Additional perturbations are directly related to ongoing studies by Dr.
Beverly Lorell's group where changes in expression of Ca transport and ion
channels that occur upon cardiac unloading can be more realistically
simulated.
- Connect the Shannon-model to the myofilament ODE model to allow
the first up-to-date model combining ion channels, Ca transport and
contractile elements (in both variants of user friendliness).
- Extend our collaboration with the whole heart modeling efforts of
McCulloch's group which will allow more direct studies of the acute
affects of cardiac unloading (as in weightlessness) can be explored (and
then observed altered cellular expression of transporters and channels)
can be superimposed to simulate more long-term systemic compensations.

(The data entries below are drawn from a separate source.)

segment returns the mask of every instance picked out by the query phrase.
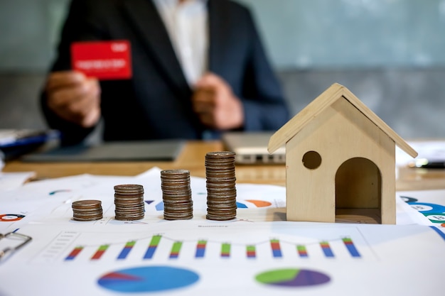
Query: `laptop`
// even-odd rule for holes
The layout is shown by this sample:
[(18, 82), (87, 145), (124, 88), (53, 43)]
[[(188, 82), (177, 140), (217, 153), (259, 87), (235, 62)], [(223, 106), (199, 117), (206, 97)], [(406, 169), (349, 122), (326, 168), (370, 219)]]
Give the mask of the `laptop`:
[(272, 131), (223, 133), (221, 140), (225, 148), (235, 152), (237, 164), (264, 165), (286, 163), (286, 148), (280, 147), (274, 154), (269, 154), (267, 146)]
[(181, 151), (183, 140), (104, 142), (97, 146), (85, 145), (53, 148), (24, 155), (29, 162), (82, 161), (172, 161)]

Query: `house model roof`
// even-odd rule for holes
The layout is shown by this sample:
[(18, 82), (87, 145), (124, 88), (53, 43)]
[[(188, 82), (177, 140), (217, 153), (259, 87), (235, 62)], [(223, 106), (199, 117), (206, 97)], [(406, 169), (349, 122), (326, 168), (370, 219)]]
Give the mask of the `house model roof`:
[(368, 108), (349, 89), (335, 83), (312, 101), (303, 110), (284, 124), (270, 138), (267, 150), (273, 153), (280, 146), (289, 141), (303, 129), (313, 118), (320, 115), (326, 108), (338, 99), (346, 99), (358, 109), (365, 116), (386, 133), (395, 144), (412, 158), (417, 153), (399, 135), (390, 128), (380, 117)]

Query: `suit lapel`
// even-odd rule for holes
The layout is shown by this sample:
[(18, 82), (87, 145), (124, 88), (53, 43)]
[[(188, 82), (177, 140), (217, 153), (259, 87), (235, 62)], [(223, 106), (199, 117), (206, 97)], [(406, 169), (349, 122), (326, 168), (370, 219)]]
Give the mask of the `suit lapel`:
[(229, 28), (225, 23), (227, 6), (224, 1), (218, 0), (208, 0), (208, 21), (209, 21), (209, 70), (218, 74), (222, 74), (224, 53), (227, 53), (229, 45), (227, 36), (229, 35), (227, 30)]
[(178, 57), (156, 7), (151, 0), (124, 2), (129, 19), (166, 76), (179, 89), (188, 89)]

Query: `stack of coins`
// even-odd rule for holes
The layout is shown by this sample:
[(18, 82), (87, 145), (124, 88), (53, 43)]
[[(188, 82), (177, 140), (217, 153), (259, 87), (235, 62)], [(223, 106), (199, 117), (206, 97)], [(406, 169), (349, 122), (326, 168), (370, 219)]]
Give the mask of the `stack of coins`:
[(130, 221), (144, 218), (144, 187), (134, 184), (114, 186), (116, 220)]
[(183, 220), (193, 217), (190, 171), (186, 170), (161, 171), (161, 188), (165, 219)]
[(237, 216), (235, 155), (230, 151), (210, 152), (205, 155), (209, 220), (230, 220)]
[(95, 221), (102, 218), (100, 200), (79, 200), (71, 204), (73, 219), (75, 221)]

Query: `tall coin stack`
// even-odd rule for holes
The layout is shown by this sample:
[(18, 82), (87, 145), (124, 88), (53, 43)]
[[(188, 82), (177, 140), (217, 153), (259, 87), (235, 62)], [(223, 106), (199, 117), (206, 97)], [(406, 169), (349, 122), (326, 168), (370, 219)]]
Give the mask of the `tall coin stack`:
[(193, 217), (190, 171), (162, 170), (161, 188), (163, 201), (163, 218), (166, 220), (190, 219)]
[(71, 204), (73, 219), (75, 221), (95, 221), (102, 218), (100, 200), (78, 200)]
[(114, 186), (116, 220), (132, 221), (144, 218), (144, 187), (135, 184)]
[(235, 155), (230, 151), (205, 155), (207, 219), (230, 220), (237, 216)]

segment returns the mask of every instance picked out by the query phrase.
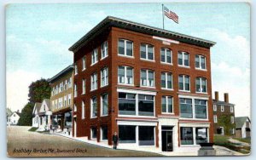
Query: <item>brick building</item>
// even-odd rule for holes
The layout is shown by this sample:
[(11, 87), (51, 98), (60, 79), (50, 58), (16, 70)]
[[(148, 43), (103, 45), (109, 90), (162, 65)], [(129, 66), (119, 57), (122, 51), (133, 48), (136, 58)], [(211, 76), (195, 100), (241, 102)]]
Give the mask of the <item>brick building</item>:
[(67, 135), (72, 134), (73, 78), (73, 65), (70, 65), (49, 80), (51, 87), (52, 129)]
[(235, 105), (229, 102), (229, 94), (224, 94), (224, 101), (218, 100), (218, 92), (215, 92), (213, 100), (214, 134), (234, 135), (236, 133)]
[(117, 132), (119, 147), (165, 151), (212, 142), (214, 44), (107, 17), (69, 49), (76, 136), (112, 145)]

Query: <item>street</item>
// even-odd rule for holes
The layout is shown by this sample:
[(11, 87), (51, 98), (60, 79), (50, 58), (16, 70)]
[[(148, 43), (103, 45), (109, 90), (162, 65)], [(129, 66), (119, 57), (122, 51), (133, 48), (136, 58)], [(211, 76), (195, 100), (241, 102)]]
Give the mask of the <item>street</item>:
[(7, 127), (9, 157), (157, 157), (156, 153), (113, 150), (45, 133)]

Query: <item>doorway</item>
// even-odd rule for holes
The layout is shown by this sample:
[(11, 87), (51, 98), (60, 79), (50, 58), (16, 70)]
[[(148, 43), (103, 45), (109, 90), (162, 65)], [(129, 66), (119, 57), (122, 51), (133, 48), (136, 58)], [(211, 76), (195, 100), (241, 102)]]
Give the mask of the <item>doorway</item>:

Countermeasure Development Plans
This particular project is more tuned to providing a computational
platform on which to better understand how changes that occur during
spaceflight at the more cellular and molecular level can be understood
(and intervened upon) in a more integrated framework. In particular the
alterations in expression and function with cardiac unloading described by
Lorell's group can be incorporated into our computational model
(especially when synthesized into the whole heart context by McCulloch's
group) to understand why function is altered and how that may be
practically counterbalanced (e.g. by α-adrenergic stimulation or
other strategies).
Collaborations
Our group already included collaboration of investigators at four
different institutions with complementary strengths (Bers and Puglisi,
Loyola University, Chicago; deTombe and Solaro, University of Illinois,
Chicago; Shannon at Rush University, Chicago; and Rice, IBM, New York).
This has allowed good progress to be made along all of the specific aims
originally proposed. Inter-group collaborative relationships have also
developed, especially strongly between our group and that of McCulloch,
and that has extended the sphere of expertise and impact of both groups
with respect to modeling. Additional interactions between our group and
that of Lorell's have brought some of the biological consequences more
clearly into view, and minor interactions have occurred with other
modeling and experimentally focused teams.